Los vinos de Carles Andreu se engloban en la DO Cava y la DO Conca de Barberà, una tierra caracterizada por su arcilla y guijarro. Esta característica se percibe en su Cava Brut Nature, un producto que es la viva imagen de La Conca. Se elabora con una crianza mínima de 18 meses con un 60% de parellada y 40% de macabeo, en el que combinan racimos fríos. Se trata de una vendimia que se hace casi tres semanas más tarde que en el Penedès, con unos veranos algo más frescos, una temperatura que con la llegada del otoño llevan a que el último ciclo de maduración sea algo más lento. 

CAVA DE NIT

En tanto, su Cava Gran Reserva surge de una cuidada selección de vinos base macabeo y parellada complementado con chardonnay. A lo largo de un proceso de 36 meses los efectos de la levadura se perciben mucho más presentes.

El trepat también está presente con el Rosat extrabrut, con 15 meses de crianza, que se percibe untuoso, complejo y elegante.

Casi tres siglos de producción de cavas y vinos

Los primeros registros indican que la familia de Carles Andreu llevan en Pira, en la provincia de Tarragona, desde 1726. Dedicados a la producción y comercialización de vinos y destilados en Reus, han comprado tierras durante más de un siglo hasta llegar a las actuales 90 hectáreas de su propiedad.

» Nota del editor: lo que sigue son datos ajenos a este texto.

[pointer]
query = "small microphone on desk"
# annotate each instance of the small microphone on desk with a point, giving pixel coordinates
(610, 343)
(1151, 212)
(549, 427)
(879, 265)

Un tercio se destina a la producción de su propia marca, que alcanza las 140.000 unidades, mientras que el resto se vende a la cooperativa que la bodega integra.

cavas carles andreu

Este es un formato muy habitual en la zona: durante algunos años del siglo XX, la producción de vinos para marcas propias en La Conca de Barberà desapareció en pro del cooperativismo, que se impuso desde los años 20 hasta prácticamente los 80. De hecho, difícilmente se puede encontrar una marca de la zona con más de 30 años de antigüedad, y sin embargo, las cooperativas son todas centenarias.

Cada día la bodega abre sus puertas a los visitantes. Es algo arriesgado, ya que el establecimiento no queda precisamente de paso. Quien llega está dispuesto a aprender sobre los cavas y vinos, por ello los miembros de la familia abren su casa y enseñan las instalaciones a quien quiera visitarlos.